Non seulement en effet les examens en ligne ne peuvent garantir l’égalité mais de plus, contraints par les plate-formes techniques ou les conceptions « évaluatives » qui les sous-tendent parfois, ils sont susceptibles d’introduire d’importantes modifications dans la nature des épreuves, liées aux attentes ou exigences intellectuelles ou pédagogiques de ceux qui ont conçu le diplôme. Ils pourraient aussi, s’il était fait appel aux prestataires privés conseillés par le ministère dans les fiches de son « plan de continuité pédagogique », constituer une forme sournoise de privatisation de l’enseignement et des diplômes.

Le diplôme, dont l’examen est pleinement partie prenante, est ainsi profondément remis en cause et la « valeur du diplôme » ne peut être raisonnablement défendue dans cette situation, laquelle ne résulte pas de la propagation du virus mais des décisions gouvernementales et ministérielles. En s’exonérant de fixer un quelconque cadre, celles-ci laissent place au mieux au bricolage, au pire à la négation de la liberté pédagogique et à la dépossession des universitaires de leur responsabilité sur le diplôme.

De tout ceci, les collègues ne sont en rien responsables

FO ESR apporte son plus entier soutien aux collègues qui refuseraient de se voir imposer des examens « en ligne » ou, sous couvert de considérations technicistes, des modalités d’examen.

La plupart des collègues cherchent à faire au mieux, en adaptant tant que faire se peut leurs exigences et leurs épreuves (par exemple, dans les disciplines qui s’y prêtent, en demandant aux étudiants, en général par e-mail et en espérant que tous puissent le faire, de rendre des mémoires ou devoirs rédigés en temps libre).

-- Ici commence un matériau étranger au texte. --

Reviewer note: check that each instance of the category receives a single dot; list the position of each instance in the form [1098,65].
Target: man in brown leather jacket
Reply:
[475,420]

Pour des épreuves qui nécessitent d’être sur site et de disposer de matériel spécifique (sciences expérimentales, arts plastiques, EPS…), il n’y a cependant guère d’adaptation possible.

À tout prendre, la validation automatique du semestre que réclament les milliers d’étudiants qui ont signé une pétition en ligne n’aurait-elle pas autant de sens que le bricolage généralisé ?

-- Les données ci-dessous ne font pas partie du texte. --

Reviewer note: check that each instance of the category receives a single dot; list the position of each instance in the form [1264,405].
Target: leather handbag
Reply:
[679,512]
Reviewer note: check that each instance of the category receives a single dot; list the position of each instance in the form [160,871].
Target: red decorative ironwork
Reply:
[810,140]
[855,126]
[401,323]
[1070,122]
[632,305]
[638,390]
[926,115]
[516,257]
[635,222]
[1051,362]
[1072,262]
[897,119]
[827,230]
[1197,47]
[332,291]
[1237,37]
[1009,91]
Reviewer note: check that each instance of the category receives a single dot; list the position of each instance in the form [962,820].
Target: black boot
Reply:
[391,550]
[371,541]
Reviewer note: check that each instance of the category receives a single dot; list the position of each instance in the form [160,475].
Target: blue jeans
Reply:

Cette pétition, ils l’adressent très judicieusement à la ministre. C’est bien en effet la ministre qui est responsable de cette situation.

Pour FO ESR il n’est pas acceptable que l’état d’urgence soit l’occasion de tenir les universitaires pour responsables de cette situation. C’est la ministre qui doit prendre ses responsabilités !

Elle doit établir un cadre qui garantisse l’égalité des étudiants devant l’examen et qui respecte la responsabilité pédagogique des collègues.

Le respect de la responsabilité pédagogique des collègues et de leurs libertés académiques implique de ne pas leur imposer d’effectuer des examens « en ligne » et de leur laisser la maîtrise de l’organisation des épreuves de l’examen ainsi que des modalités d’attribution des unités d’enseignement, jusques et y compris par la validation automatique s’ils l’estiment judicieux.